For one thing, I might ask if I live in America
. The civil rights legislation
of the 1960s was predicated on the idea that race and ethnicity should be neither a handicap nor an asset in public life. In 2009, by contrast Ms. Sonia Sotomayor, despite a lackluster record as a judge, is likely to be confirmed as a Supreme Court Justice because of her Hispanic background and her “empathetic” experience with the poor and downtrodden.
In the 1960s, it was clear despite growing cynicism, that the United States was founded on Judeo-Christian principles. Our founders recognized the nexus between biblical prescriptions and political institutions. By 2009, America has become a nation that has deracinated the Judeo-Christian tradition from public life. In fact, President Obama said, the United States is one of the largest Muslim nations in the world, even though roughly 3 million Muslims live in this nation of 320 million people.
In the 1960s, SDS and many anti-Vietnam supporters marched in candle light vigils to protest the war in Vietnam, but despite hardcore radicals, most Americans and certainly most legislators supported their country. By 2009, a substantial number of Americans want to see the U.S. lose a war in Iraq and be forced into an ignominious surrender in the Middle East.
In the 1960s, General Motors was the world’s largest car manufacturer and a company that stood as an example of the nation’s economic strength. In 2009, GM is in bankruptcy, more than 60 percent of the company is owned by the government, and half of its brands have been removed from the market. Moreover, the nation’s free market – described by Europeans pejoratively as Anglo-Saxon capitalism – has now been replaced by the command economy with Washington largely in control of the means of production. Eighty percent of American International Group is now owned by the Federal Government; 30 percent of Citicorp is in the same position; federal authorities imposed a merger on the Chrysler Corporation and, if President Obama has his way, health care representing 17 percent of the economy will be controlled by the federal government as well.
In 1963, American students reached the apogee on SAT tests and international exams in science and math vis-à-vis foreign competitors. By 2009 the U.S. students scored near the bottom in these international tests, notwithstanding an enormous increase in educational spending in the last four decades.

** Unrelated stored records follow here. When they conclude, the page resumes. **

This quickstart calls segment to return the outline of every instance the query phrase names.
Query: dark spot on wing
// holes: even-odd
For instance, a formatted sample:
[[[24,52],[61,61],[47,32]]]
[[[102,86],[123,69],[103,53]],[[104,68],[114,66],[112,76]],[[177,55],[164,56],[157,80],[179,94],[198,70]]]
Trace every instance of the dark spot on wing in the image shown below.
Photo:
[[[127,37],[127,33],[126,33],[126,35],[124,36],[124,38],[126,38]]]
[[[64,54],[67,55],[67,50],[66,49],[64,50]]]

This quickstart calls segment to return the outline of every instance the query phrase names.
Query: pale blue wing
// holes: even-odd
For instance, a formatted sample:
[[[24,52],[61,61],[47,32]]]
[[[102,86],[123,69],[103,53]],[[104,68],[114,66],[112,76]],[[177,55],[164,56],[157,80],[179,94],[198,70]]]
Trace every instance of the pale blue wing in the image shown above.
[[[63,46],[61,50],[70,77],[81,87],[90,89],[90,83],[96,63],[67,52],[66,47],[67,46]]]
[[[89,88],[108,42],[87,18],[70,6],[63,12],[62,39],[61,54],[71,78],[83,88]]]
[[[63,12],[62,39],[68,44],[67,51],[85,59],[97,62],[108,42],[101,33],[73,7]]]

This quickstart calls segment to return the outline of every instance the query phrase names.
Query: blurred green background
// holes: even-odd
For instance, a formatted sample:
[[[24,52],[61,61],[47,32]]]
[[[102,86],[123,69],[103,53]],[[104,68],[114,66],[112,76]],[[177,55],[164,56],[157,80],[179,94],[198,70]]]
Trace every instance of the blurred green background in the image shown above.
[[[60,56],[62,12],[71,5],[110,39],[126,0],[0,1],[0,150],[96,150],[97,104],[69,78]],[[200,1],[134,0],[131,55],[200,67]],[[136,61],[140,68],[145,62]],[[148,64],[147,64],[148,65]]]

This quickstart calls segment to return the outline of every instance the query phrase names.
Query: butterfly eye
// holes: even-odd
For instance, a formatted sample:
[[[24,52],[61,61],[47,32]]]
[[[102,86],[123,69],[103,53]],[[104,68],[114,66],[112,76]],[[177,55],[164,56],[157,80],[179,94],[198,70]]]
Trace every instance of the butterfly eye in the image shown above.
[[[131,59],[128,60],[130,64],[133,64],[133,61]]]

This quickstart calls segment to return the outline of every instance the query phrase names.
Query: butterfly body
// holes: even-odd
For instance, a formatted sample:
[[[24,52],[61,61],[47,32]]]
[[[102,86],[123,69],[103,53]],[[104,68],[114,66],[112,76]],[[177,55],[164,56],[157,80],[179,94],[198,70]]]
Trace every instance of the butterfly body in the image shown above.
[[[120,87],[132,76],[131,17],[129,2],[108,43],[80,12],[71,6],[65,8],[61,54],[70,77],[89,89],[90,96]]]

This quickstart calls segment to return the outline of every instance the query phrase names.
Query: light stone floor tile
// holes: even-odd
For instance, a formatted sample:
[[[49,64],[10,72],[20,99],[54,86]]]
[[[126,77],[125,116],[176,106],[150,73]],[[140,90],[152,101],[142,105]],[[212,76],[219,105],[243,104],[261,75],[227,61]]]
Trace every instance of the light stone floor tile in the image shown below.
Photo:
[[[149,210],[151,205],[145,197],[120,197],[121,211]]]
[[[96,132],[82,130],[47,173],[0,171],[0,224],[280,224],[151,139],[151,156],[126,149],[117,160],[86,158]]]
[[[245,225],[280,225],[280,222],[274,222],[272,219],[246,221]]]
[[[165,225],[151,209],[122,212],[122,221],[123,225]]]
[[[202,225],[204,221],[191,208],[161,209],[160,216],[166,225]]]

There are days when I think it would be best if I could remain asleep in 1965. The nation was somewhat innocent, as was I. Socialism was a concept mocked here and abroad, even in the Soviet Union by home-grown intellectuals. The United States was a hegemon on the world stage, often criticized, but also recognized as a world power. It was inconceivable that any president, in the presence of world leaders, would apologize for the transgressions in American foreign policy.
Race was being subordinated as a concept for employment and college admission in the ‘60s, despite the Jim Crow legacy of the past. God was in his heaven and much was right in the world.
Now I question whether the America of 2009 is America at all. Is this merely an aberrational moment or are we headed down a new and, in my judgment, a dangerous direction, one inconsistent with our traditions and principles?
Perhaps someone will wake me from this disturbing dream and say, yes, America is well and still the land of the free. But I’ve come to learn that being mesmerized can be very discomforting.